In October, following her recent solo exhibition in Paris, we are thrilled to present Astrid Dick's first one-person exhibition in New York. From large to small scale painting, video, zines and installation, Dick engages with the possibilities of contemporary painting through her bold and complex mix of “high” and “low” art, her mastery of oil paint, her exuberant use of color and non-traditional materials and supports such as discarded foam, sequins, and glitter. “What interests me about Dick’s paintings is their combination of insouciance and seriousness, and how the balance between the two can shift, adding to the nuances of contradictory feelings that are evoked.” (John Yau, 2022)

Born and raised in Buenos Aires, Astrid Dick has been working and living in Paris for the last two decades. Dick has been a recipient of the Milton and Sally Michel Avery Visual Arts Fellowship at Yaddo and the Atlantic Center for the Arts, among others, and shown her work through solo and group shows in Europe, the US and Argentina, such as the Grand Palais in Paris and the Manoir de la Ville de Martigny, Switzerland. Most recently, she has shown at Moments Artistiques in Paris, at MDavid & Co. Gallery and at Below Grand Gallery in New York, at Johnson Lowe Gallery in Atlanta, and her work was reviewed by John Yau in Hyperallergic and by David Rhodes in The Brooklyn Rail, among others. She holds a PhD in Economics from MIT.

In November, we are proud to present a one-person exhibition of Chuck Webster, his first one with the gallery following over a dozen solo exhibitions in New York. This show will consist of an installation of hundreds of works on paper done over the last three decades. “Guided by his curiosity, Webster is voracious — even what some might call indiscriminate — with his influences. What anchors his work is drawing; he is not afraid to reveal himself through this age-old practice, using whatever means are at his disposal,” writes John Yau in 2020, noting that “he shares something with writers who know that rewriting is essential to the process.”

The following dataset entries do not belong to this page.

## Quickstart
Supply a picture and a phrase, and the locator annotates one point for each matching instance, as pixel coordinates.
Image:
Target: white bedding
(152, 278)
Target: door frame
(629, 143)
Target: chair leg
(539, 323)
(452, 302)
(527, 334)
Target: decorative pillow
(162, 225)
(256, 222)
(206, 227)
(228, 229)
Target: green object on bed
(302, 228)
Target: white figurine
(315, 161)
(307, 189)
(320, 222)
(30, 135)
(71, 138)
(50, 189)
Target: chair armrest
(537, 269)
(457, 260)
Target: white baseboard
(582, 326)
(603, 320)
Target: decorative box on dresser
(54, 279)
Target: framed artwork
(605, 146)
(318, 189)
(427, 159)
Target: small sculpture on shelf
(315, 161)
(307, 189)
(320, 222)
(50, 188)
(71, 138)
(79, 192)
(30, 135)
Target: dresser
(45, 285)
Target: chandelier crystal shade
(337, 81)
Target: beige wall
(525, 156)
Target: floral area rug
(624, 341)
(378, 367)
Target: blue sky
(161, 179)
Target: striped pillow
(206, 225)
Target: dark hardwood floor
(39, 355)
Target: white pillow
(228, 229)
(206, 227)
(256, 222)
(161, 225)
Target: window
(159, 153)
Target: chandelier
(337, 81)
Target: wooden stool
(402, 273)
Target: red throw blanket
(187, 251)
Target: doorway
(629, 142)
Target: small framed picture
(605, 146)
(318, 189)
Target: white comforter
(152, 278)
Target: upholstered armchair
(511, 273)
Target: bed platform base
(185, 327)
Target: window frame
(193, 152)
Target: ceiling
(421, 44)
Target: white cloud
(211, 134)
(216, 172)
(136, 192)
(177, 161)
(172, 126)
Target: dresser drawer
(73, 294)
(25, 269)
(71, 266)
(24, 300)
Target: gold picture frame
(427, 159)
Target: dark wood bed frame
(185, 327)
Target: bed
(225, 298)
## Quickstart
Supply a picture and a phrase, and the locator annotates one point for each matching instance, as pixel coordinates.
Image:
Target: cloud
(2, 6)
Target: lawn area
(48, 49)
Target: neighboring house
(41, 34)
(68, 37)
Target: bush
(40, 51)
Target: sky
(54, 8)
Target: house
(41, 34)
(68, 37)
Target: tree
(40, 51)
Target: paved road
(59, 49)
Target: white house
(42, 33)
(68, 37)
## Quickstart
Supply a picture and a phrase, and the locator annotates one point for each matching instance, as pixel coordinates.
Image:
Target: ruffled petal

Chuck Webster works in painting, drawing, collage, and printmaking to make pieces that, while largely abstract, often incorporate vaguely recognizable images of plants, architecture, and humans. In 2012, New York Times art critic Roberta Smith referred to his canvases as “little big paintings,” noting that “they have a strange, irrepressible scale, a largeness that exceeds their size and creates a distinctive, slightly comedic sense of intimacy.” Born in Binghamton, New York, today Webster lives and works in Brooklyn. His work is held in many major collections, among them the Whitney Museum of American Art, the Metropolitan Museum of Art, the Baltimore Museum of Art, and the Museum of Fine Arts, Houston. Webster has been a recipient of many honors, including the Milton and Sally Michel Avery Visual Arts Fellowship at Yaddo and a MacDowell Colony Fellowship. Webster was also the 2018 National Academy Affiliated Fellow at the American Academy in Rome.